The United States economy is built upon the principles of a free market system, in which the attainment of high quality, low cost goods and services is driven by competition. Under such a system, legal monopolies are limited as they eliminate competition and undermine the basic principles of a free market economy.
One of the few legally authorized monopolies in the United States is granted by way of a utility patent. A United States utility patent gives the owner an exclusive right to make, have made, use, sell, offer for sale and import the patented invention within the United States during the term of the patent. United States utility patents filed after June 8, 1995 have an enforceable term of twenty years from their ‘earliest effective’ filing date subject to certain adjustments.

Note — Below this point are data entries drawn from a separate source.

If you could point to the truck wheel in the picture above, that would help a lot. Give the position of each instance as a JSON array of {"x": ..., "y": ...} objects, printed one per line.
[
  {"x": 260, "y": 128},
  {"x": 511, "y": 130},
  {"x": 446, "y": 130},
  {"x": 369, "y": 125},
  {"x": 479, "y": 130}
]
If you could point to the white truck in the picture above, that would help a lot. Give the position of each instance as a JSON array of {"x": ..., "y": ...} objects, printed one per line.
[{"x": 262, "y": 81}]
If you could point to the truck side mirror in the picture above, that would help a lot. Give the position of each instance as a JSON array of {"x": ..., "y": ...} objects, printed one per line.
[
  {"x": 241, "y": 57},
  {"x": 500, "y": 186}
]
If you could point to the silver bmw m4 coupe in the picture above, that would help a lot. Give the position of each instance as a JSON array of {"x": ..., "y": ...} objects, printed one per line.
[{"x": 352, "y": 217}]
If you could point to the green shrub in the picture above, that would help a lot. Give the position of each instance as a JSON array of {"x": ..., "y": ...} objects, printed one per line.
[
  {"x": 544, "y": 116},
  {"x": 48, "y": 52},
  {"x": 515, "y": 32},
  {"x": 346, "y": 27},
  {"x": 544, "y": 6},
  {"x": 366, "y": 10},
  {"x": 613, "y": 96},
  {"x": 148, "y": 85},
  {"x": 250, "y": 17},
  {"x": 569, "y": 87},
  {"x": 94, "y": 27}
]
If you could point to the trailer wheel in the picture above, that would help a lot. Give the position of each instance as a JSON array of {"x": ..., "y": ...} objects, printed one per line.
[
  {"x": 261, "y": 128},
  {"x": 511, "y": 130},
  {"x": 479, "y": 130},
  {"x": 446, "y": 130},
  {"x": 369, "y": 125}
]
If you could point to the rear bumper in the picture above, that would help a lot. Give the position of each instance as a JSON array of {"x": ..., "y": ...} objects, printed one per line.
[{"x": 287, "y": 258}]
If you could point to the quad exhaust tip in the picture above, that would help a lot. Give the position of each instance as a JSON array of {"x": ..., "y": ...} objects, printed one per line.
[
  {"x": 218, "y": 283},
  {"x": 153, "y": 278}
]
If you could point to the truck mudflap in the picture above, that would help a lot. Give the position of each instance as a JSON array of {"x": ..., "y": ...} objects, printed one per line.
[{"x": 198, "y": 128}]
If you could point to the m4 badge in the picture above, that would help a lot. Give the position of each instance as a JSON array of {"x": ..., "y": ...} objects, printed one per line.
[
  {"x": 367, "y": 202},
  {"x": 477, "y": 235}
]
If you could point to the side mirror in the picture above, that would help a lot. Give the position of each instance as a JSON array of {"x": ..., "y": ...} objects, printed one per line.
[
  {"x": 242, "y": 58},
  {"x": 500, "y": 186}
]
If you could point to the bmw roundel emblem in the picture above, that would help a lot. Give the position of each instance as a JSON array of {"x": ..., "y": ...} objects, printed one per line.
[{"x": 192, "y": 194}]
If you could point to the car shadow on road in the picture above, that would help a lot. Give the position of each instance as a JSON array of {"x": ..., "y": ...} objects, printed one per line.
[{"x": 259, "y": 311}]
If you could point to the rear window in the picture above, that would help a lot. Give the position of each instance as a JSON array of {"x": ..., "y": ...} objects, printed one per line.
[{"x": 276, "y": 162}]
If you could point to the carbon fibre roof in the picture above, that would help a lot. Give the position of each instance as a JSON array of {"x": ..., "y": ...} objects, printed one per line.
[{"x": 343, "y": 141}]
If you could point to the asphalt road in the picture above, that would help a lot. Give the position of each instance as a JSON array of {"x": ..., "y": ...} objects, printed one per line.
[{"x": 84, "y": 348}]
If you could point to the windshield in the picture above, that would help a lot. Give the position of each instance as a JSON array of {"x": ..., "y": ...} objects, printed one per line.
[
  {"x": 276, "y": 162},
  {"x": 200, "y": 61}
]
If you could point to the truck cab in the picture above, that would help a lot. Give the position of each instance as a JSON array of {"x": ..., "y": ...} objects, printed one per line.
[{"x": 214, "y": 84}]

Absent a patent, the free market system permits – and indeed even encourages – competitors to copy new product offerings and sell the ‘copied’ product in competition with the innovator. Patent protect can be an invaluable tool to start-up companies who typically need the exclusivity granted by a patent to get off the ground – free from the stifling competition of larger established players. Established businesses enjoy increased profit margins for products protected by a patent – thereby justifying further research and development efforts. Indeed, many experts contend that in the absence of a patent system, only academic institutions funded by taxpayer dollars would undertake research and development as the cost of innovation could seldom be recovered in the marketplace.